The first “voice of disability culture” is the phenomenological view, best articulated, I feel by Drew Leder’s notion of dys-appearance in The Absent Body: “These problematic situations initiate dys-appearance through a variety of mechanisms. Sensations of pain and discomfort exert an immediate call.”4 (Leder 1990 p. 86) According to Leder, thematizations of the body and error only come up when physical mastery is questioned, and sensorimotor error is remembered in dys-appearance. The task of disability culture viewed from phenomenology is the representation of dys-appearance as part of an everyday experience in the absent body. The resulting “community” might be able to characterize disability as such an everyday part of life.
The focus of Drew Leder is the lived person, who can exist seemingly without body awareness. The body problematic is secondary, and dependent on performance. The aim of the voice is the simple correction of Missbefinden, or sensorimotor error. It points the way other voices within the body, but does not address these voices beyond individually perceived stigma. Its voice is the awareness of the stigma itself viewed “outside” the body, as if it were absent.
Drew Leder’s conception of disability is accurate in that one always feels the voice of stigma and dys-appearance. But, so far there is no description of a sense of disability culture beyond a group of people faced with common limits, and no powers are introduced to make disability a positive cultural force. In the words of Nietzsche, quoted by Evans in his book: “Life itself is will to power; self-preservation is only one of the indirect and most frequent results.” (Evans 2009 p. 114)
In my view, if disability culture is to overcome the entropic effects of limitation and weakness, it must focus on the strength of disability. I refer to this as the superhuman (übermensch) element in disability, borrowing a term from Nietzsche’s Zarathustra: “Man is something that shall be overcome. What have you done to overcome him?”5 (Nietzsche 1885/Kaufmann 1974 p. 124) Overcoming means to me that disability should be a positive force other than the desire to be normalized. Its voice both limits and extends one’s determination and human experience into the superhuman.

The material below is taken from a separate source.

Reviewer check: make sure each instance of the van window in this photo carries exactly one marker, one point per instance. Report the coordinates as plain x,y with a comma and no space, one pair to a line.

  1. I like the end bit the best. It seems to me that you're saying, "My disability may be a part of me, but it doesn't define who I am." If that's what you meant, I wholeheartedly agree with that idea.

    1. Yes, I want to focus on the lived experience of disability, not just the medical aspects.

  2. Leder presents one with a diagram of the lived body, but no methods for transcendence, so to speak.